Obtaining a 25-year mortgage not only helps fulfill your dream of owning a home, it can lead to easier access to future loans for other big-ticket items. Despite their enormous value, paying a mortgage may not boost your score as quickly as revolving loans, such as a credit card. Revolving loans tend to give a better impression of your willingness to pay back a loan.
Identification
Assuming you pay every bill on time, a 25-year mortgage helps most facets of the FICO credit score calculation. You will gain good credit history and reduce your debt load at the end of the loan's life. You also build a lengthy credit history, which accounts for 15 percent of your credit score.

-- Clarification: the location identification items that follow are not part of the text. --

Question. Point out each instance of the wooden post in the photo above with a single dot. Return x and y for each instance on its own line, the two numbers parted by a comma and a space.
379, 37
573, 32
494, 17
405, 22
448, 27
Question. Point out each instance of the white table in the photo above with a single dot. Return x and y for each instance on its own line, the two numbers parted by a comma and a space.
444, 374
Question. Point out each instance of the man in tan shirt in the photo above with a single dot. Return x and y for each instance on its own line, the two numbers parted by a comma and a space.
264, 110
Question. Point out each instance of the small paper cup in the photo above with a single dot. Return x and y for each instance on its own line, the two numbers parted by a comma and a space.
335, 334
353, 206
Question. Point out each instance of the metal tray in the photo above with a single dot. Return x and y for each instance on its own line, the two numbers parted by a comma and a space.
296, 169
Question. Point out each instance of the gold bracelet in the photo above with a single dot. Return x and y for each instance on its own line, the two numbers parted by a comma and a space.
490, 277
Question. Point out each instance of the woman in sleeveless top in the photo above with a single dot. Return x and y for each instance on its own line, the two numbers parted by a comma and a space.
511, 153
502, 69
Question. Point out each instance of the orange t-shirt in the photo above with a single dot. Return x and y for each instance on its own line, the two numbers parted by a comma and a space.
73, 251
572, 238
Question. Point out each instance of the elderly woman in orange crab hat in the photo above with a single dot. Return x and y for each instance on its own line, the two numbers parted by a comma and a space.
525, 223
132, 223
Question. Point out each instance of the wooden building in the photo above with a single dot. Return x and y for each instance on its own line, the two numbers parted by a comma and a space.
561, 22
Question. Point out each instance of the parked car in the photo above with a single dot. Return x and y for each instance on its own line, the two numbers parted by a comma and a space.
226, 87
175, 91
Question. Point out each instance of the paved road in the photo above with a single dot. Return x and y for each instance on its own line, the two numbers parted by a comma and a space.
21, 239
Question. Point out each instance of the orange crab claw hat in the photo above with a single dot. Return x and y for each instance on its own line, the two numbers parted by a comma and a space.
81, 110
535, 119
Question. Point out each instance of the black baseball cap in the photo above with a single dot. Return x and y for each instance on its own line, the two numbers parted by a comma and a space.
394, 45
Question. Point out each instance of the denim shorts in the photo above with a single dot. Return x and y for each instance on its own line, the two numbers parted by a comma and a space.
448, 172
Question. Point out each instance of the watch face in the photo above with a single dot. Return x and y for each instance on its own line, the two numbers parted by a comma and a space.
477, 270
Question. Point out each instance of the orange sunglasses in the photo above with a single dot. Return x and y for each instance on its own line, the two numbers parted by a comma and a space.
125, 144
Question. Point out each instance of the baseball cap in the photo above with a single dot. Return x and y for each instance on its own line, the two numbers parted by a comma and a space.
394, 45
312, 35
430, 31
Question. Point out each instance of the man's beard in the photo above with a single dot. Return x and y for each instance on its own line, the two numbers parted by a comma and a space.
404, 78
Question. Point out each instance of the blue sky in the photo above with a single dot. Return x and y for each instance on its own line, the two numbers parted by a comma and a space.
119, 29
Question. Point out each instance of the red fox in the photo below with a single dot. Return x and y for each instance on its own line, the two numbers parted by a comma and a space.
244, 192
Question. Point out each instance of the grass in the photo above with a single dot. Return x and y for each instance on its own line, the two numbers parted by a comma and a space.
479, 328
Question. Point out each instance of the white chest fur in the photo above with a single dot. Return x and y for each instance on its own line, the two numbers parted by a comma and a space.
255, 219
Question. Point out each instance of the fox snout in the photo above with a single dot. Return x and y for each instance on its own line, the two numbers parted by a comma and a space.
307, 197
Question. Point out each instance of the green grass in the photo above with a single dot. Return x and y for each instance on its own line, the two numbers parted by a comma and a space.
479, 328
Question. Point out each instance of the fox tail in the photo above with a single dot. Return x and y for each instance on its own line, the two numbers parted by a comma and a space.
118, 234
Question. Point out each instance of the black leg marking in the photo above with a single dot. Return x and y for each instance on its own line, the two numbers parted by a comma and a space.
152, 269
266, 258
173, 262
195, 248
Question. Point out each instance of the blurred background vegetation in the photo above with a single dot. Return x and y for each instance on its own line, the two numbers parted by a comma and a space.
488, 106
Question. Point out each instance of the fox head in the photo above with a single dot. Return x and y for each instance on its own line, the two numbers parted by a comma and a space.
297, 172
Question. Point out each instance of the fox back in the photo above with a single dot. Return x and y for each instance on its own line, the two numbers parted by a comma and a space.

If you have no other installment loans, a mortgage boosts your variety of credit -- which accounts for 10 percent in the credit score calculation. How much the mortgage helps depends mostly on other items in your credit history. However, expect a drop in your score during the first few months of the mortgage, because of the inquiry into your credit history and the new debt burden.
Considerations
The FICO scoring system weighs mortgages and installment debt less heavily than a revolving account, because lenders take much less risk with a mortgage, as the borrower backs the loan with an asset, according to Wallet Pop. You can wipe out unsecured credit lines in bankruptcy, so paying them off shows a better commitment to repaying a debt.
Potential
A mortgage does not always have to boost your FICO score to improve your creditworthiness, especially if you want another mortgage. Companies may use a proprietary formula that rates your risk as a mortgage borrower rather than the standard FICO formula. A formula that focuses on mortgage history will give much more weight to paying off a past mortgage than any other item.
Tip
Borrowers with the best credit scores usually have a ratio of two revolving loans to every installment account, credit specialist Wayne Sanford told MintLife. If you have a mortgage and a car loan, for instance, you should have four revolving accounts. This does not have to be a credit card. Home equity lines of credit, for example, also count as a revolving loan.